Today we bring you one of our in-depth videos that takes a closer look at the actual Whitechapel murders victims.

In this episode we take a look at the life and the death of Martha Tabram (1849 – 1888), whose body was found, at a little before 5am on Tuesday, 7th August, 1888,  on the dark, first-floor landing of George Yard Buildings, a tenement block that used to stand at the top of George Yard, a narrow thoroughfare that stretched from Whitechapel High Street at its south end, through to Wentworth Street at its north end.


Today, it has to be said, it is impossible to say whether or not Martha Tabram (1849 -1888) was a victim of Jack the Ripper.

Most experts on the case, today at least, dismiss her as a victim, and they point to the fact that her injuries were not constant with the modus operandi that was so brutally demonstrated in the cases of the so-called “canonical” victims, Mary Nichols, Annie Chapman, Elizabeth Stride, Catherine Eddowes and Mary Kelly.

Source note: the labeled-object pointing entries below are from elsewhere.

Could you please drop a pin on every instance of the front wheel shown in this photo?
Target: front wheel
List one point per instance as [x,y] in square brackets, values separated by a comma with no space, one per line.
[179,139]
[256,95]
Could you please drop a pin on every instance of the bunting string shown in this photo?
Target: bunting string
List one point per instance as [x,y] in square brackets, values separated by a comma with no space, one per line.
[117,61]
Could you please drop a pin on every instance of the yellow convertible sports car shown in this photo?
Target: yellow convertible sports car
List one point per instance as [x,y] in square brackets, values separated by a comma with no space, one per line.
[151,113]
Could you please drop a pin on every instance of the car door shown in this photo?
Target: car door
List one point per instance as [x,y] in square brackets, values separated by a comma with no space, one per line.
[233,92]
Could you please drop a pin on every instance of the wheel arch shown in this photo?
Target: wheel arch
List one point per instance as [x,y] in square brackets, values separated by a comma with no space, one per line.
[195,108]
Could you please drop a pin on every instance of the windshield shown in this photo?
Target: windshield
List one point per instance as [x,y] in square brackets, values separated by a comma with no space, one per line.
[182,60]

However, it should also be noted that whoever it was that did kill Martha Tabram (or Martha Turner as she was known at the time of her death), most certainly did target her throat and lower abdomen, just as the ripper would do with his later victims.

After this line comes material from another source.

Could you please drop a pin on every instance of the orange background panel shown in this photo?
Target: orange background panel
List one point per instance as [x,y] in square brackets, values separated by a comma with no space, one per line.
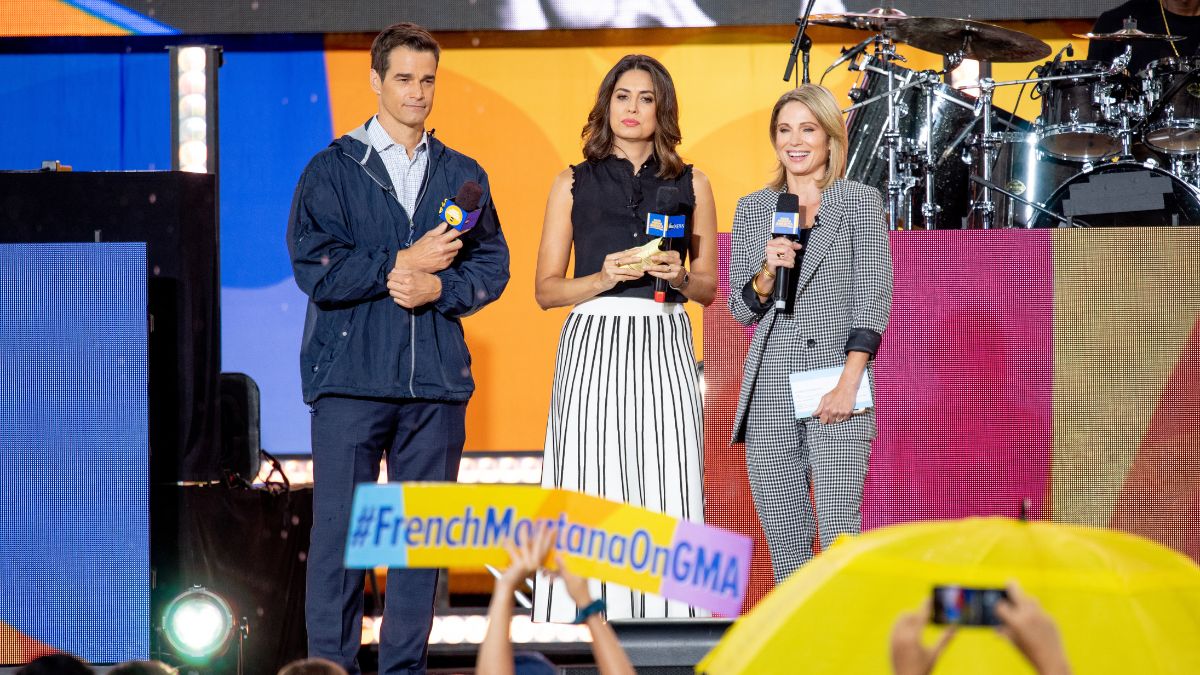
[33,18]
[19,647]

However, it is now all but impossible today to solve the mystery as to whether or not Martha was murdered by the same hand that carried out the brutal murders of the canonical five, and so we can only speculate.


There were, however, most certainly similarities between her murder aside from the aforementioned similarity of the targeting of the injuries.

She was, almost certainly, a street prostitute. She was murdered in a dark backstreet in a hidden location, probably by a man whom she perceived to have been a client.

In addition, when her body was discovered by John Saunders Reeves, a resident of George Yard buildings who made the discovery as he headed out to work at a little before 5am, it was in an almost identical pose to the bodies of several of the canonical five.

It should also be remembered that the majority of the police officers who worked on the case at the time were of the opinion that she had been a victim of Jack the Ripper.


However, before her murder, Martha had led a life that was, in many ways, comparable to the lives of the other victims of the Whitechapel murderer.

A life that was blighted by alcoholism and hardship, which saw her resort to any means by which to earn the money to pay for a bed for the night, to buy food, and, of course, to buy drink.

This is a tragedy that was shared by so many of the women who inhabited the area in which the atrocities took place, and so in our video, we tell the story of her life and follow her through the highs and the lows that saw her gravitate from the streets of Southwark in south London, to the streets of the East End where she became one of the people of the abyss.